Миша на это ничего не ответил и продолжал работать.
— Продайте мне эту картину, — сказал неожиданно раввин.
— Она не продажная, — ответил равнодушно Миша.
— Я вам за нее дам много денег.
— Деньги, деньги, деньги, деньги, — повторял без конца Миша, то отходя от картины, то к ней приближаясь. — Мне не надо денег, — сказал он просто.
— Что же вы хотите? Я вам все что угодно дам.
Миша молчал.
— Что вы хотите? — спросил еще раз раввин.
— О, я много чего хочу, — сказал Миша и, дотрагиваясь кисточкой до Таниного локтя, добавил опять как будто про себя: — Я этот портрет возьму с собой в Москву. Я над этой работой многое понял. Это учебная работа.
Когда вокруг локтя появилась сморщенная кожа, Миша отложил палитру и кисть, и, довольный, закурил.
— Разрешите и мне папиросочку, — попросил раввин.
— Пожалуйста.
Раввин закурил и робко сказал:
— Не увозите эту картину в Москву. Подарите мне ее, — попросил он жалобно.
— «Даришь» уехал в Париж, — сказал Миша чужой пошлой фразой, от которой сам всегда морщился.
— Подарите, — просил раввин. — Я вас очень прошу… Вы знаете, ведь я с Таней прожил четыре года, — унижался он.
— Мне какое дело! — сказал сердито Миша и повернулся спиной к раввину.
Раввин бродил по улицам, но не так, как раньше — важно и в застегнутом наглухо пальто. Раньше он передвигался, как длинный черный шкафик. Сейчас он бродил рассеянно и не узнавал знакомых.
Он уходил далеко в поле и лежал там на траве. Присаживался у ржи, снимал котелок. Здесь пахло хлебом и васильками.

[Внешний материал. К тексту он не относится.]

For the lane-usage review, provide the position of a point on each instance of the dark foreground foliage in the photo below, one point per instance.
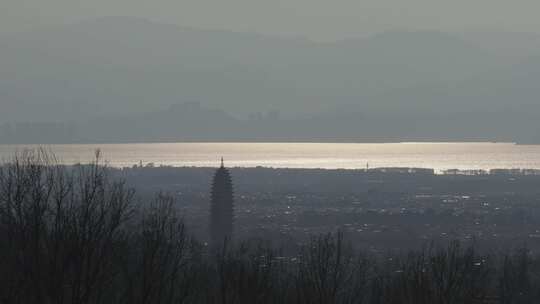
(71, 235)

Он первый раз в жизни купался в реке. Он уходил подальше от людей и учился плавать.
Старый молодой человек.
Он больше не перелистывал сухих страниц священных книг: они были ему так же противны, как беззубые еврейки, которые теперь готовили ему пищу и убирали комнаты. Он ежедневно читал газеты и сидел подолгу в библиотеке имени Карла Либкнехта. В бессонные ночи раввин вспоминал прожитую жизнь и был ею недоволен. В одну из таких бессонных ночей он написал письмо в райком комсомола и утром сам отнес его туда. Это письмо было напечатано в областной газете и потом перепечатано в «Безбожнике».
«Я родился в очень фанатичной семье. Отец мой, и дед мой, и прадед мой — все предки мои были раввинами, и я сам занимал раввинский пост в течение тридцати семи лет. И вот я пришел к заключению, что иудейская религия, как и всякая другая, является сторонницей имущих классов и, как всякая религия, идет против века. Я уже давно не верю в бога, но продолжал обманывать себя и других, потому что мне это было выгодно до сегодняшнего дня. Вся моя жизнь — сплошная ложь и лицемерие. Я не желаю больше так жить, о чем и довожу до всеобщего сведения, будучи в твердой памяти и, как никогда, в ясном рассудке. Вот я написал это письмо и сразу чувствую себя честнее и моложе на много лет».